Cara Dra. Helena Sacadura Cabral: cada geração cumpre a sua função. E embora a esse setor "católico progressista" (que só conheci à distância) possa, entretanto, ter derivado para outras "praias", Portugal não seria o mesmo sem essas gentes: o abalo Felicidade Alves, a Sedes, a capela do Rato, a CDE e a CEUD, enfim, o 25 de Abril. Por isso, "glória" a essas pessoas que o João Bénard da Costa bem caraterizou no seu livro "Nós, os vencidos dos catolicismo".
Caro Patrício Branco: Não, creio que a "Gaiola Aberta" já não sai. Há uns tempos, creio que tinha sido substituída por "O fala barato". Tenho (também!) os primeiros anos da "Gaiola Aberta" (depois, deixei de achar graça, confesso), como tenho a coleção (julgo que rara) das "obras completas" de José Vilhena, desde o "Manual de Etiqueta" até aos vários volumes d'"A História Universal da Pulhice Humana", para além de outros livros (todos antes do 25 de abril) com títulos que poderiam chocar os leitores deste blogue...
Caro FSC, tenho inveja, falo do CA, da GA (que tem peças de curto humor agúdissimas)da "pulhice", do TeM (apenas de 63 a 68), das vertice e SN (que assinei alguns anos, depois cansei me)etc. Notavel capacidade de guardar, cuidar e coleccionar a sua, que eu nunca tive. Nem o JL, que continuo a assinar desde o 1º nº guardo.
A colecção do CA causa-me particular inveja e sinto pena, era um semanário magnifico para os pré e recem adolescentes, e para os adultos hoje recordarem a sua infancia.
A Seara Nova continua a publicar-se trimestralmente, ainda sob a direcção de Ulpiano Nascimento. Agora é propriedade da Associação Intervenção Democrática.
Caro Patrício Branco: ofereci a minha coleção (encadernada desde o nº 1 até ao 500)do "Jornal de Letras" à biblioteca do Instituto Camões. Foi uma doação, confesso, motivada pela falta de espaço para acomodar tão grandes volumes.
E tenho muitas mais publicações periódicas... Nem queira saber!
a ver se ainda encontro o nº mil do jl que recebi recentemente e pensei guardar...
Nunca utilizaria a caixa de comentários do seu blog para iniciar uma polémica sobre esta questão, por muito interessante que ela me pareça.

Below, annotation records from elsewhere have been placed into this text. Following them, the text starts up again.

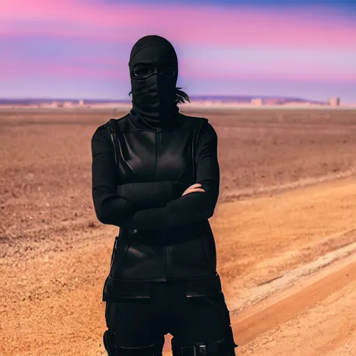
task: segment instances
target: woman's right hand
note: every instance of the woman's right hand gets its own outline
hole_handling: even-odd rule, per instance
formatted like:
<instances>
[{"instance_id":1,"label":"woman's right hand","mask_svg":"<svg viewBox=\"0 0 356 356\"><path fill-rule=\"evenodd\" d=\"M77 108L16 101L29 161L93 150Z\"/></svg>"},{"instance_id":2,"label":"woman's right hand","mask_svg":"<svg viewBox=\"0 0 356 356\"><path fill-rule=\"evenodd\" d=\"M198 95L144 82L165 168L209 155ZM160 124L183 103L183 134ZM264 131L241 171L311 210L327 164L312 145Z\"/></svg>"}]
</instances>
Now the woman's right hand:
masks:
<instances>
[{"instance_id":1,"label":"woman's right hand","mask_svg":"<svg viewBox=\"0 0 356 356\"><path fill-rule=\"evenodd\" d=\"M205 191L200 188L202 186L202 184L199 183L195 183L195 184L193 184L193 186L191 186L188 187L185 191L184 193L181 195L183 197L184 195L186 195L186 194L189 194L190 193L193 192L205 192Z\"/></svg>"}]
</instances>

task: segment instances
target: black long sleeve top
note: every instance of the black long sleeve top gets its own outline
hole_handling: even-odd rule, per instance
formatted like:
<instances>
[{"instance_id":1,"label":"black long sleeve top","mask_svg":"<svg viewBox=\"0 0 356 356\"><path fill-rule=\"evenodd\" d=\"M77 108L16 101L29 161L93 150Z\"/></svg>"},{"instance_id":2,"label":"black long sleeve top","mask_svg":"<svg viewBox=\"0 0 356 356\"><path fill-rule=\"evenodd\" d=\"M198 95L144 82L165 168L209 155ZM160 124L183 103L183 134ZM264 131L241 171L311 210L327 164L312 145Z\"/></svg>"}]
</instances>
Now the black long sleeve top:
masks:
<instances>
[{"instance_id":1,"label":"black long sleeve top","mask_svg":"<svg viewBox=\"0 0 356 356\"><path fill-rule=\"evenodd\" d=\"M181 196L188 188L179 181L120 184L114 150L107 129L97 129L91 140L92 198L104 224L137 229L169 229L207 219L219 193L218 136L204 121L195 152L196 183L204 192Z\"/></svg>"}]
</instances>

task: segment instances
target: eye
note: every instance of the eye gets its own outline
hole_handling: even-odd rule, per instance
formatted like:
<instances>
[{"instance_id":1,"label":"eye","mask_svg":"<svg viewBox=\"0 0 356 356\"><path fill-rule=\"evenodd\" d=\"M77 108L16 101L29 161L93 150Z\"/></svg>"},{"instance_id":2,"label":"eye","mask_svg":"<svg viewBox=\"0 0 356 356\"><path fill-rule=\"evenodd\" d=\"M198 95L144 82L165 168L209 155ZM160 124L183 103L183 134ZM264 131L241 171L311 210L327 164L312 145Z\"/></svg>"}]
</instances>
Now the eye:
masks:
<instances>
[{"instance_id":1,"label":"eye","mask_svg":"<svg viewBox=\"0 0 356 356\"><path fill-rule=\"evenodd\" d=\"M134 68L134 75L138 78L146 76L152 72L149 67L138 65Z\"/></svg>"}]
</instances>

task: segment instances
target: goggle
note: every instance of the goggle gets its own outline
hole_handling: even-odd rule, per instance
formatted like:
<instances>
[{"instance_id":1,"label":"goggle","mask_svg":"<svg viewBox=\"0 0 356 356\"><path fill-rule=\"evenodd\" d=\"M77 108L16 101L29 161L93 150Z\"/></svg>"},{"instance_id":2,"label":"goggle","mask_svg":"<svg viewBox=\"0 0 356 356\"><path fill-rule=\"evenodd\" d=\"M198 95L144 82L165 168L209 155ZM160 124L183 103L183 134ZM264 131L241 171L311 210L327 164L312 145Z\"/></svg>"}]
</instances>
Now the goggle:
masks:
<instances>
[{"instance_id":1,"label":"goggle","mask_svg":"<svg viewBox=\"0 0 356 356\"><path fill-rule=\"evenodd\" d=\"M136 78L145 78L152 74L160 74L167 78L175 76L176 72L173 67L163 67L162 68L154 68L150 66L138 65L134 67L134 75Z\"/></svg>"}]
</instances>

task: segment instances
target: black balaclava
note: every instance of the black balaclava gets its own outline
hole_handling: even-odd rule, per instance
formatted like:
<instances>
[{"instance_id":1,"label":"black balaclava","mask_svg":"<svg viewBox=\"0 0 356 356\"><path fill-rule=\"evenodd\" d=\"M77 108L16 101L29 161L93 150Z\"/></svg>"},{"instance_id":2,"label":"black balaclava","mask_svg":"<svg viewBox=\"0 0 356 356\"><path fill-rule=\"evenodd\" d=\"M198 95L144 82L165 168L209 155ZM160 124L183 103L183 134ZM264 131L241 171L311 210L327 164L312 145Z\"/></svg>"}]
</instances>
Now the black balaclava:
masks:
<instances>
[{"instance_id":1,"label":"black balaclava","mask_svg":"<svg viewBox=\"0 0 356 356\"><path fill-rule=\"evenodd\" d=\"M143 65L154 70L144 78L135 76L134 69ZM173 76L162 75L160 71L165 67L174 68ZM131 118L141 125L154 129L172 126L179 111L175 95L178 60L173 46L163 37L143 37L132 47L129 67L132 92Z\"/></svg>"}]
</instances>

Mas permita-me apenas mais uma intervenção para sublinhar que V.Exª. utiliza, para avaliar a bondade de uma série da revista em relação à outra, não uma grelha de análise mas argumentos unidirecionais – a direção de Bénard da Costa teria deixado a revista devido a uma espécie de “golpe de estado” interno dos “militantes maoístas”; já estes, conduzido ao seu desaparecimento por causa das baixas tiragens.
Ora, com o devido respeito, as coisas não se passaram com essa clareza.
As tiragens da revista nunca foram altas, salvo em relação a alguns números temáticos específicos. E não foi só o “assalto” maoísta que ditou o afastamento (aliás progressivo) dos restantes elementos, foi também a situação precária que a revista já enfrentava. E, se a difusão da Nova Série baixou, deve entender-se que isso aconteceu, também, porque a concepção sobre a própria natureza da publicação mudou – onde, antes, se pretendia uma “arejada” troca de ideias entre intelectuais mais ou menos bem-pensantes (escrevo-o sem intuitos insultuosos), passou a querer-se um instrumento para a promoção de uma ideologia política bem concreta, “um organizador e um educador”, na linha da concepção leninista sobre o papel da imprensa. Ora, nessa perspectiva não é a quantidade de leitores que importa, é sua selecção e recrutamento.
É com isto que, segundo me parece, não está de acordo (e tem toda a razão, sobretudo agora).
Mas para “os militantes maoístas” que assumiram a direção d’O Tempo e o Modo, a saída dos restantes elementos não a enfraqueceu, antes a solidificou e fortaleceu porque, na mesma orientação, uma organização “torna-se mais forte quando se depura”.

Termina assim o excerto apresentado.